Hugh Howey, author of the bestselling, indie-original science fiction series Wool, has published an eye-popping, and important data-rich report on independent author earnings from ebooks sold on Amazon. Howey makes a good case that the "average" author earns more from a self published book than she would through one of the Big Five publishers, and, what's more, that this holds true for all sorts of outliers (the richest indie authors outperform the richest Big Five authors; less-prolific indies do better than less-prolific traditionals, etc).

Howey's report includes a lot of raw data and makes a lot of very important points. It certainly is an aid to authors wondering whether to do business with major publishers or go it alone. I read it with great interest.

I think that there are a couple of important points that Howey skirts, if not eliding them altogether. The most important of these is that all the authors Howey studies live and die by the largesse of one company: Amazon. This is the same company whose audiobook division, Audible, requires authors to lock their products to its store with non-optional DRM, and which has no real competitors in its space. So it is neither an angel by nature, nor is it subject to strong competitive pressures that would cause it to treat authors well when its own self-interest would cause it to treat them badly. As bad as it is to have a publishing world with only five major publishers in it -- a monoposony in which a tiny handful of companies converge on terms and practices that are ultimately more to their benefit than those of authors, it's even worse to have a world in which a single company controls the entire market. That's not just bad, it's catastrophic.

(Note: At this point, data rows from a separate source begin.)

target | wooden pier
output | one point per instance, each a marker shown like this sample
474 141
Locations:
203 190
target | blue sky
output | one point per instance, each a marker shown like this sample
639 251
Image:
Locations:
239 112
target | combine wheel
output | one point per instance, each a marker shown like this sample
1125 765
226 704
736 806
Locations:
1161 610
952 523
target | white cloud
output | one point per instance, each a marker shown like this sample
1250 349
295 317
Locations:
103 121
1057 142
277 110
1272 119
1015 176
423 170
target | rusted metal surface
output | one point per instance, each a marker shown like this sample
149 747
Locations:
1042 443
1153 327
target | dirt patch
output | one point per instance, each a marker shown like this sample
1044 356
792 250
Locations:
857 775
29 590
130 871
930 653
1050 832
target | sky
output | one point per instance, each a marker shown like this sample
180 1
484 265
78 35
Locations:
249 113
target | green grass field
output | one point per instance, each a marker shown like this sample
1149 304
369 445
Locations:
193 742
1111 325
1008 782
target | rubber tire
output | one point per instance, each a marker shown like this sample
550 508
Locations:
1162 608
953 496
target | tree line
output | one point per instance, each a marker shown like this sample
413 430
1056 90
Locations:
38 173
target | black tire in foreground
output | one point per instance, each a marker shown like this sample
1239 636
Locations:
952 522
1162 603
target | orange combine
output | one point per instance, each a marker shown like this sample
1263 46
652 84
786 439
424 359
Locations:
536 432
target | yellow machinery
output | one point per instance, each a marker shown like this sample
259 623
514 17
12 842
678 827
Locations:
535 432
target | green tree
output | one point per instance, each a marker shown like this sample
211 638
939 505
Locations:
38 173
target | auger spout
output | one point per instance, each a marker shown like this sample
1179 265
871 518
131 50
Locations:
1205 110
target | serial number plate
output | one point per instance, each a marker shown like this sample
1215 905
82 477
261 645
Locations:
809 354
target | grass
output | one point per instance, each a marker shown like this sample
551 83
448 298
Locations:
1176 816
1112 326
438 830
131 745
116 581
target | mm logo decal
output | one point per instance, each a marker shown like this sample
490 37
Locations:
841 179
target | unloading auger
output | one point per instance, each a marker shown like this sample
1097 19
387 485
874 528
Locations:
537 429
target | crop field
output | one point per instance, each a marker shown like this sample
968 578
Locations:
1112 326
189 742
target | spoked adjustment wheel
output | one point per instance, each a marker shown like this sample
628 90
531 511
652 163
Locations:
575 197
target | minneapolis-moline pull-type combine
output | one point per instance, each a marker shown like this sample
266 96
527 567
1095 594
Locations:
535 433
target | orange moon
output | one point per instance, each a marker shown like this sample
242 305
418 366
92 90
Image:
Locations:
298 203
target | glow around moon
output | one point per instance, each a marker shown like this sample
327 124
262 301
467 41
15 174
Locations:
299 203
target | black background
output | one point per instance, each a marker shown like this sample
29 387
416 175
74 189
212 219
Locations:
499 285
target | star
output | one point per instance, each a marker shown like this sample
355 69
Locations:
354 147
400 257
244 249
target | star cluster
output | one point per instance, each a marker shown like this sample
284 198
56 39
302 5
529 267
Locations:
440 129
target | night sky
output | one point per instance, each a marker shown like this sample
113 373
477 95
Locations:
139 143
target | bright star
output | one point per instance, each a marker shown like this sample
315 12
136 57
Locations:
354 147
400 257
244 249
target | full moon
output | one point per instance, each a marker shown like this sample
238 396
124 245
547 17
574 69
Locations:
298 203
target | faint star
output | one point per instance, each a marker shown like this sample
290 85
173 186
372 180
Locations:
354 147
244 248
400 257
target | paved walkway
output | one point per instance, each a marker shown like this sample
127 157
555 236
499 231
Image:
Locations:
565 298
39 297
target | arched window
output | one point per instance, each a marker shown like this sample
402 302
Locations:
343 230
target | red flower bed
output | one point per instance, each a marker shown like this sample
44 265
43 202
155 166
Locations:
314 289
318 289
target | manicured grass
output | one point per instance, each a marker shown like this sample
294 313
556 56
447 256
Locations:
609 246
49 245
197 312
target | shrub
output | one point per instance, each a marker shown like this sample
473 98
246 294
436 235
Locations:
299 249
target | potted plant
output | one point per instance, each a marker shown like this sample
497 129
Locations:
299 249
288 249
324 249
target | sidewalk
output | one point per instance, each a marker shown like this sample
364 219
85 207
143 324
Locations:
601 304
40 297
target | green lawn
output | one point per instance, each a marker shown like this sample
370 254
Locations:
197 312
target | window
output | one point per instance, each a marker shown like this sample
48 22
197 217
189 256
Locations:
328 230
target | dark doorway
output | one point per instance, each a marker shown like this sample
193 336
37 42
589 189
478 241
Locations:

The second point is the opportunity cost of being your own publisher: almost all successful authors have to do things that aren't writing in order to sell their books (all the hustling, touring, etc that comprises the writerly life in the early 21st century), but if you're your own publisher, there is an order of magnitude more non-writing stuff that becomes your job. Going the traditional route makes sense for writers who can earn more by writing another book than they can by spending that writing time being a publisher; it also makes sense for writers who just aren't any good at that stuff.

Now, this second point does not militate against self-publishing per se -- rather, it suggests a new kind of service-bureau/publisher that provides services to authors that sit somewhere between self-publishing and traditional publishing. Companies like Lulu, Bookbaby and Smashwords already do this, and many of the big literary agents are starting to do this for their authors, especially with their backlists.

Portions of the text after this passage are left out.